The models are getting better at understanding intent. A year ago, you needed elaborate prompts with specific formatting instructions and role-play setups. Now you can often just ask for what you want. The gap between a mediocre prompt and a good one is shrinking with every model update.

What isn't shrinking is the gap between people who can recognise good output and those who can't.

Taste is the real skill

Here's what I mean by taste: the ability to look at what the AI produces and know, immediately, whether it's good enough or whether it's trash.

This sounds simple. It isn't.

I've watched people accept AI outputs that are obviously wrong, obviously generic, obviously not what they asked for. They can't tell. They don't have the reference points to recognise quality in that domain.

And I've watched people with deep expertise in a field reject AI outputs that are 90% there, because they can see the 10% that's off. They know what good looks like, so they know when they're not looking at it.

The difference isn't in how they prompt. It's in how they evaluate.

What taste looks like in practice

In writing, taste means recognising when AI prose is bloated, generic, or structurally predictable. When it's using filler phrases. When it's hedging everything into meaninglessness. When it sounds like every other AI output.

In code, taste means knowing when the solution is elegant versus when it's a brittle hack that will break in edge cases. When the architecture makes sense versus when it's overengineered nonsense the model hallucinated from Stack Overflow fragments.

In strategy, taste means spotting when the AI has given you a plausible-sounding framework that doesn't actually fit your situation. When it's pattern-matched to something superficially similar but fundamentally different.

In all cases, the skill is the same: knowing what good looks like in that domain, and therefore knowing when you're not looking at it.

You can't outsource judgment

This connects to something I've been thinking about with AI and junior hiring.

Research from Harvard shows junior hiring at AI-adopting firms is down 22% since early 2023. The logic is obvious. If AI can do the entry-level knowledge work, why hire entry-level people to do it?

But here's the problem. Taste comes from exposure. You develop judgment by seeing thousands of examples of good and bad work, by making mistakes, by having someone more experienced tell you why your output isn't good enough.

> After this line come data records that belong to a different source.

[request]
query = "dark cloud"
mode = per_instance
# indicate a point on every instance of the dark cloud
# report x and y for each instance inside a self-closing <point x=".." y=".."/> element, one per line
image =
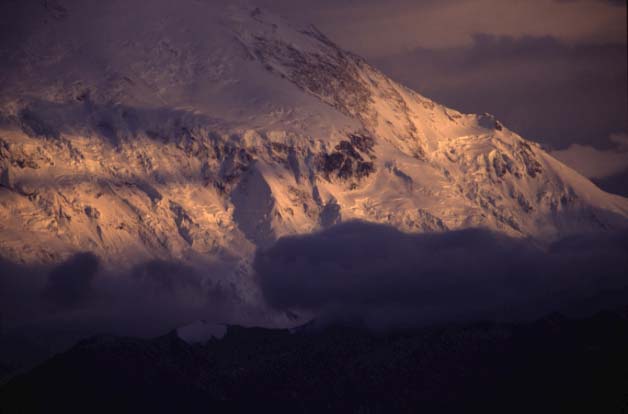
<point x="45" y="309"/>
<point x="547" y="90"/>
<point x="70" y="283"/>
<point x="386" y="278"/>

If we stop training juniors, we stop developing the taste that makes AI useful. We end up with a generation that can prompt but can't evaluate. That can generate but can't judge.

The models will keep getting better at producing output. The bottleneck will be humans who can tell whether the output is worth anything.

Three years in

So where does that leave us, three years after ChatGPT launched?

The tools are better than most people expected. The disruption is slower than the headlines predicted. The gap between skilled users and everyone else is wider than either camp anticipated.

The people getting the most value aren't necessarily the best prompters. They're the ones who already knew what good looked like in their domain, and can now produce it faster.

As for which models we'll be using in twelve months? Who knows. But the genie isn't going back in the bottle. And the skill that will matter most isn't learning the perfect prompt syntax. It's developing the judgment to know when the output is good enough to ship.

That takes years of practice. No shortcut. No course. Just reps.